Taking Action With Customer Segmentation


Martin Reed, Senior Client Manager at Rakuten Attribution, details some basic and advanced strategies you can use to better understand your user journey; reducing spend and optimising your channels.

This video is a clip from "Attribution and Segmentation: Why combining data is essential for marketing success" - watch the webcast on-demand.

I think when understanding your user journey - if you're going to start out doing this, I would do it with your new and existing customers. Most of you - or all of you, I would have hoped - would have some sort of reliable way of knowing whether a customer is new or existing. So, you could recognise an existing customer when they purchase because you've stored something unique, probably an email address, where you've got a customer ID against someone, or 'identifying new' being a cross-check. I don't know if you have looked into how accurate it potentially is, but if you've got that view, you understand if you've come into some sort of contact with that customer before if they've purchased.

So when you're looking at new and existing customers, are you able to see if their behaviour is different when they're coming to the site? With the attribution view of that journey, the richness of your insight really depends on how engaged you are in feeding us data - Paul mentioned earlier that we have the capability to ingest all the data that we don't have tracking solutions for - so you begin to build out that user journey. Once you've got that view, you can start to see if there's any patterns in behaviour between the new and existing customers and the way they get to the site. You would expect that your new customers would probably be interacting with your display, your SEO, your social media more so than your existing customers that know your brand, which would probably interact with your PPC, your email and direct.

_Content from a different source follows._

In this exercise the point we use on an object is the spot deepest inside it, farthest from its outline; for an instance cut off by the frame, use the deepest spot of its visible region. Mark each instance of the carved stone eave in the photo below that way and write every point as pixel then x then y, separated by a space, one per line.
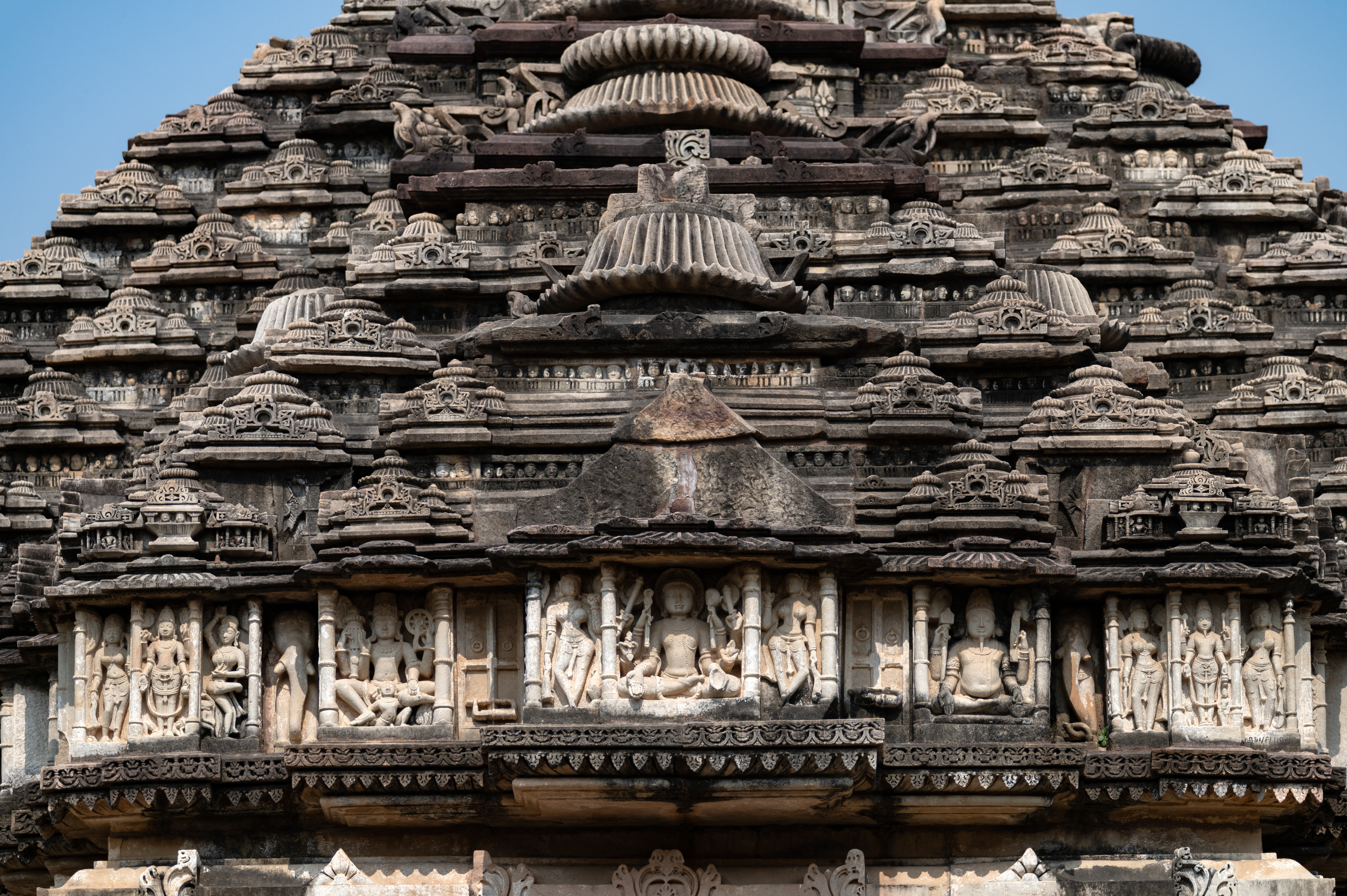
pixel 977 562
pixel 1274 572
pixel 685 540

But another basic thing we do with the user journey, that one of my clients finds particularly interesting, is just being able to see when someone actually started to interact with your site. If you're looking at the last click, you have no idea when somebody began researching - you don't know that they were looking for a product that you offer three weeks ago, you don't have that visibility, you don't know where they started out. You don't know that they interacted with you on Facebook by chance and therefore came to the site, signed up for your emails and slowly, as payday came around, they made that purchase. So having that view alone means that you can start optimising your channels.

So, do you want to start sending out an email a particular number of days before you have a sale? Other things; like who does the most research, is a new customer more of an impulse purchaser than an existing customer? You really can't see these things unless you have that data. So when you do, you want to optimise your channels, feed your data out to anyone that's going to be beneficial to you, like your search agencies, to get your search keywords optimised, as this will reduce your spend and ultimately help increase your ROI.

So, a more advanced look at how segmentation overlaid with attribution would be... Targeting. So, knowing your customer types and targeting them differently, different messages at different times. Like I said, when a certain customer type will start looking for your product or service, or maybe it's something they do regularly. Reducing spend - so, stop marketing to people who don't react to your generic messaging - make sure it's as relevant as possible, so people are as fully engaged as they can be. Even playing around with things like revenue thresholds - do you recognise that your younger, more sporadic shoppers only buy from you once a year? But if you were able to recognise those users and target them with some sort of offer to get them to engage with you, do they turn into a regular shopper? Do they spend more with you? Are you making more money from people that generally wouldn't?

The other side of that would be to increase your PPC bids for those users who you know buy your higher margin products, so again, if you know your user types, you can start to target them differently. I mean overall, your conversion rates, as you start to put the right messaging to the right user types, will increase, and you're going to get more from your money.